First, history is already a pretty frayed tapestry of truths, but what do we know with relative certainty?
Attila the Hun. In AD 452, Attila was about to sack Rome when Pope Leo the Great rode out with a small entourage, met the leader of the Huns, and somehow dissuaded him from attacking. How? One speculation is that Attila’s forces were already facing disease and threats from other fronts, so he opted to save face, decamp, and leave. Another is that the pontiff played off Attila’s superstitious fears and stoked his concerns about Alaric’s Curse, as described in this book. Yet, others believe the pope did indeed give Attila enough gold and treasure to buy him off.

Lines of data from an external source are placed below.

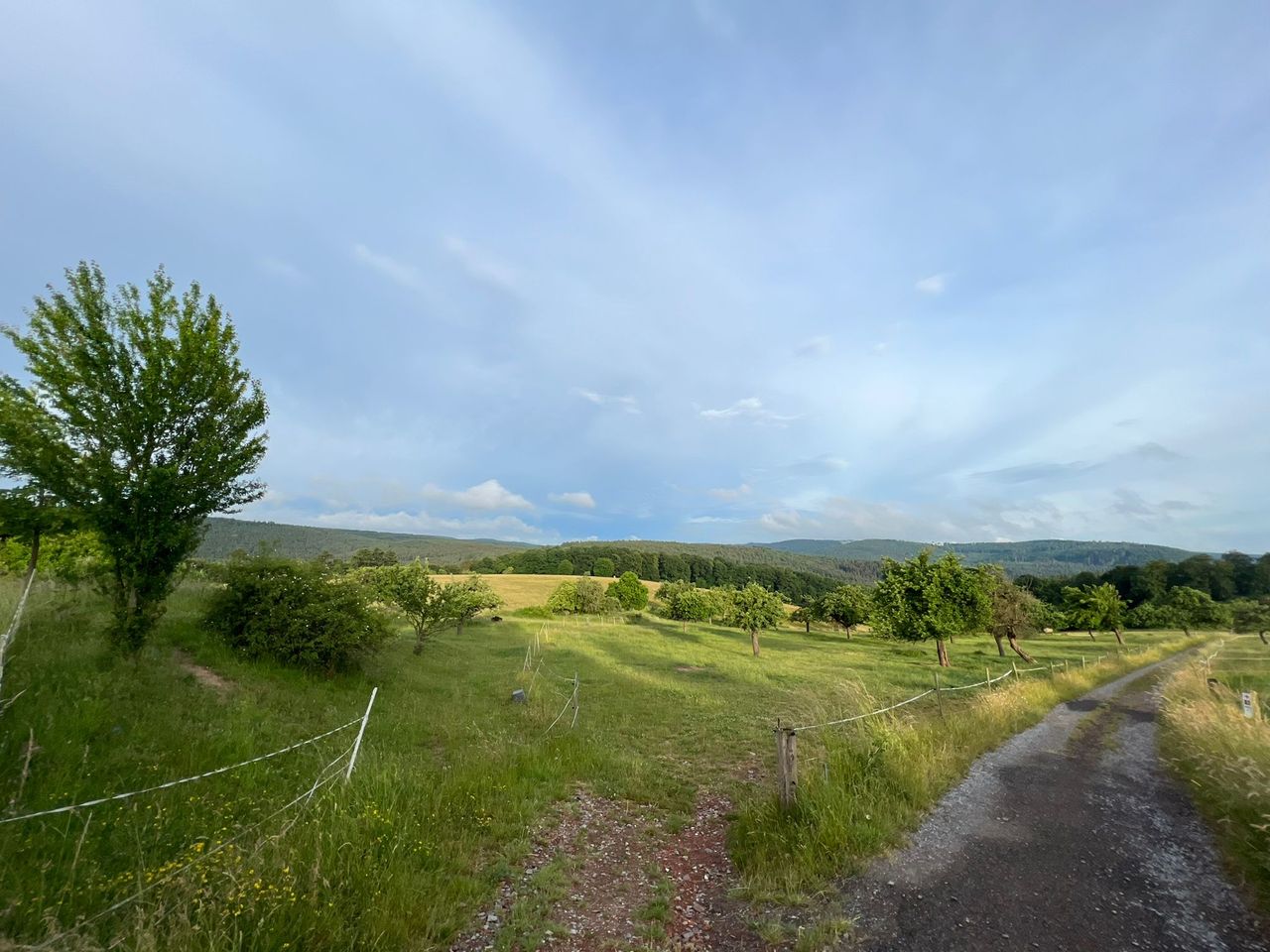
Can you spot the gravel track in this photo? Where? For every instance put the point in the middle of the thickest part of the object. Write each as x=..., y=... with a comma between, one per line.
x=1061, y=839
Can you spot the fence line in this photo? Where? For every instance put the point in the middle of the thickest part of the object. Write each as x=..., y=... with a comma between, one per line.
x=172, y=874
x=128, y=794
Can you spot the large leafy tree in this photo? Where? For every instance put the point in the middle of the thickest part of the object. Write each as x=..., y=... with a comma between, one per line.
x=920, y=599
x=1095, y=608
x=847, y=606
x=1251, y=617
x=1014, y=615
x=140, y=416
x=754, y=610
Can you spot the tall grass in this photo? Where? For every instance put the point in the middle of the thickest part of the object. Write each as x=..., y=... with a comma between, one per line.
x=865, y=784
x=1224, y=760
x=452, y=779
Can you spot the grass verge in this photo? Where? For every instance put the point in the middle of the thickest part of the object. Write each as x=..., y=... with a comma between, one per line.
x=1223, y=757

No matter the reason, he called off his plan, Attila would die the next year, just as he was planning to return to Italy and attack Rome. His death was by nosebleed and did occur on his wedding night, after marrying a young princess named Ildiko. Some theories state Ildiko poisoned her new husband; others that he simply died of chronic alcoholism, exasperated by a night of carousing after his wedding. No one really knows what happened to Ildiko after she was discovered at her dead husband’s bedside.
As to his lost grave, it is said he was buried in a triple coffin of iron, silver, and gold, along with most of his vast treasure. The entourage who buried Attila were all killed. Most believe a river (likely the Tizsa in Hungary) was diverted, his tomb buried in the mud, and the river returned to its normal course. Which brings us again back to the Tizsa River for the . . .
Hungarian Witch Trials. The story of Boszorkánysziget, or Witch Island, is true. The island is located near the town of Szeged, where in July of 1728, a dozen witches (men and women) were burned. Over four hundred people were condemned to this fate during the height of the hysteria. Drought—with resultant famine and disease—is considered to be a major instigator for this panic, although, as described in this book, some of those deaths were politically or personally motivated. Nothing like a scourge of witches to get rid of an enemy.